Andrew Garfield is quite good here as the desperate but still conscientious Nash, who finds out early on that the odious work he’s taken on as Carver’s protegé never gets easier, and for whom the struggle to keep doing it is visible in his every physical expression. But without question the performer who drives 99 Homes is Michael Shannon. His is a performance that’s likely to remind audiences of Michael Douglas’s original take on Gordon Gekko in Oliver Stone’s original 80’s cautionary tale of greed and corruption, Wall Street, only here, rather than the villains being the New York financial sector masters of the universe, it’s the bottom-feeder opportunists who took advantage of the subprime mortgage crisis to make millions off the plight of consumers defaulting on bad loans that they never had a prayer of paying off in the first place. Shannon’s take on Carver is masterful in that he’s entirely loathsome as “the bad guy” while still not being a caricature of a human being. He makes this work by injecting just enough self-awareness into Carver for audiences to see in his eyes that the man knows on some deep level what he’s doing is horribly, horribly wrong, but he’s spent so much time and energy justifying his actions to himself and others that he truly believes his own rationalizations. Carver doesn’t like hurting people or destroying lives, but he does like making money and not being on the short end of the stick when it comes to opportunity. Adding that level of nuance makes the evil Shannon brings to life in Carver relatable, believable, and all the more hateable all at once.

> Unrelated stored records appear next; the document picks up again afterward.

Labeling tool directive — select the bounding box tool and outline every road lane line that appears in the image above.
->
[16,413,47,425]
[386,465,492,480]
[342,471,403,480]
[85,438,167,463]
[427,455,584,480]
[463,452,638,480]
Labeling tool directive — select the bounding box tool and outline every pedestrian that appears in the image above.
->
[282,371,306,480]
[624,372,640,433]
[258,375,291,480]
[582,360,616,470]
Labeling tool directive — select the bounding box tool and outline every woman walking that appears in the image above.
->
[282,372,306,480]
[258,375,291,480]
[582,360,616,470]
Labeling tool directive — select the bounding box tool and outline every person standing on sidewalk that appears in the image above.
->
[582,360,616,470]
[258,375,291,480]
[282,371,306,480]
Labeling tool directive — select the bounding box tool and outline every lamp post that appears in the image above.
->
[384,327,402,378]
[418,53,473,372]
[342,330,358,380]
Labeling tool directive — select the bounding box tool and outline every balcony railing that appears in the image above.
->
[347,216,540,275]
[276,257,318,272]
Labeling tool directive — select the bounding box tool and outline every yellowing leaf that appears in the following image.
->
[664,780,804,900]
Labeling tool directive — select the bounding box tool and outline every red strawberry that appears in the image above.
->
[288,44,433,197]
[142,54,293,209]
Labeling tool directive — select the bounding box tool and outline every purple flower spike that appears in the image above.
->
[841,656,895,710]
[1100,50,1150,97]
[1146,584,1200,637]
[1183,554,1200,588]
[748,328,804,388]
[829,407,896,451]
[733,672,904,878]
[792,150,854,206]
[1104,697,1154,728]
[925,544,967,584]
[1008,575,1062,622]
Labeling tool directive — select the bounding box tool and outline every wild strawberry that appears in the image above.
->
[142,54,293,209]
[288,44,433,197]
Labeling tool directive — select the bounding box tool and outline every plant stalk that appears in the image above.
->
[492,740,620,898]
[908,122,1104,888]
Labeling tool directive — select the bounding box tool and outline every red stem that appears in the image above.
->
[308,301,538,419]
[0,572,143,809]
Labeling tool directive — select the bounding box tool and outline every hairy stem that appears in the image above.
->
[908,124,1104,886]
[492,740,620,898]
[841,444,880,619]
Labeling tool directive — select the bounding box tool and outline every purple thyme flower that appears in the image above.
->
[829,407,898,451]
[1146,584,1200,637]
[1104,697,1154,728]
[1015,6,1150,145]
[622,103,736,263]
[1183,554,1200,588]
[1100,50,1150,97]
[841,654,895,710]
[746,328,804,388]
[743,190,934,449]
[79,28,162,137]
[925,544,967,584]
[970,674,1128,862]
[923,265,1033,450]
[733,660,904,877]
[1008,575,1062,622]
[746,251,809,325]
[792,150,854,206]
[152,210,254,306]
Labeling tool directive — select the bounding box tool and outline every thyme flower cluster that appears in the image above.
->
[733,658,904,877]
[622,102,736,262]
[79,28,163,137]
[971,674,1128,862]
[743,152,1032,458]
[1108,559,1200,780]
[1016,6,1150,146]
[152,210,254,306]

Director Ramin Bahrani, who also came up with the story for 99 Homes and co-wrote the script with writer/director Amir Naderi, puts his characters through the emotional wringer in one heart-wrenching scene after the next, often using non-actors to portray the many nameless families being forced out of their homes as well as the law enforcement agents called upon to clear them out. He keeps the cameras focused squarely on the shell-shocked looks on their faces as they carry baskets of belongings away from what was once their properties, or the impotent rage that explodes when they try to refuse to leave and their pleas for more time and explanations of appeals and lawyers working on their behalf fall on deaf ears, and the effect is (or at least it should be) pure horror. Along with the body of work turned in by Shannon, it’s in these moments that the film is most evocative and memorable; there is a “thriller” aspect to the film that’s seeded early on and leads to a somewhat forced and contrived finale, but as well as that’s staged, it’s the one part of the film that feels like Hollywood melodrama. By then, however, 99 Homes has likely already made its mark on you, and it’s just one more gut-punch of a scene in a film that’s full of them.
99 Homes
Starring Andrew Garfield, Michael Shannon, Noah Lomax, and Laura Dern. Directed by Ramin Bahrani.
Running Time: 112 minutes
Rated R for language including some sexual references, and a brief violent image.